Obwohl neu ankommende Flüchtlinge in Hamburg seit mehr als einer Woche nur noch in Zelten untergebracht werden können, schickt das Bundesamt für Migration und Flüchtlinge (BAMF) weiter Asylbewerber aus anderen Bundesländern in die Hansestadt. So wurde Laleh am Wochenende aus einem Gemeinschaftszimmer in Bremen in die Zeltstadt nach Hamburg verlegt. "Wir sind aus Berlin hierhergeschickt worden", berichtet eine andere junge Frau, die zusammen mit ihren drei Kindern und ihrem Mann aus Bosnien geflohen ist.

Grund für die Verlegung innerhalb Deutschlands ist ein Verteilungsschlüssel, wonach die Länder einen festgelegten Anteil aller Flüchtlinge aufnehmen müssen.

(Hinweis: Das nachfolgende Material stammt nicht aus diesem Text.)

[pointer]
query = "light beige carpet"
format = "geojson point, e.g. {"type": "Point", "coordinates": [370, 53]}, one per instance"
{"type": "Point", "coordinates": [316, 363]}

Seit Juli steigt die Zahl der Flüchtlinge in Deutschland stark an. Allein in Hamburg gingen im September 305 Asylanträge ein - ein Jahr zuvor waren es nur halb so viele.

"Mit einem solchen Ansturm haben wir nicht gerechnet", sagt der Leiter der Hamburger Erstaufnahmestelle für Flüchtlinge, Carsten Mahlke. Deshalb wurden vor dem Haus Großraumzelte für jeweils 20 oder 40 Flüchtlinge errichtet. Zwischen den spartanischen Doppelbetten, die anstelle einer Matratze nur mit Plastikfolie bespannt sind, ist kaum Platz. Über dicke gelbe Schläuche wird warme Luft in die Behausung gepustet.

"Das zeigt man nicht gerne", sagt Mahlke, während er durch die kleine Zeltstadt führt. Die Situation bedrückt ihn. "Wir tun, was wir können", sagt er und erzählt von einer Spielzeug-Sammelaktion für die Flüchtlingskinder. Derweil sucht die Innenbehörde nach einer Lösung: "Wir haben geeignete Objekte im Blick und stehen in Verhandlungen", sagt Sprecher Frank Reschreiter. Die Opposition wirft dem Senat Kalkül vor: "Aus meiner Sicht sind die Zelte nicht eine Fehlplanung der Verwaltung, sondern Methode", sagt die Grüne Antje Möller. Flüchtlinge sollten damit abgeschreckt werden.

Von Ablehnung hat Laleh noch nichts bemerkt: "Die Menschen hier sind alle sehr, sehr freundlich zu mir und helfen", sagt sie und wirkt dabei nicht so, als ob sie sich genötigt fühlt, das zu sagen. Doch auch bei aller Fürsorge birgt die Unterkunft in dem Zelt Gefahren. "Mein zweijähriger Sohn hat sich kurz nach unserer Ankunft schon bei kranken Mitbewohnern angesteckt, und heute Morgen hat der Fünfjährige angefangen zu spucken", erzählt die bosnische Mutter sorgenvoll.

In ihrer Heimat hat die Mutter keine Zukunft mehr für sich und ihre Familie gesehen: "Wir Roma werden da unten diskriminiert und haben keine Möglichkeit zu arbeiten", berichtet die junge Mutter. Die meisten Flüchtlinge, die seit Juli in Hamburg aufschlagen, sind Roma aus Serbien, Mazedonien und Bosnien-Herzegowina. "Viele von ihnen erzählen, dass sie aus wirtschaftlichen Gründen hierherkommen", sagt Mahlke. (* Name geändert)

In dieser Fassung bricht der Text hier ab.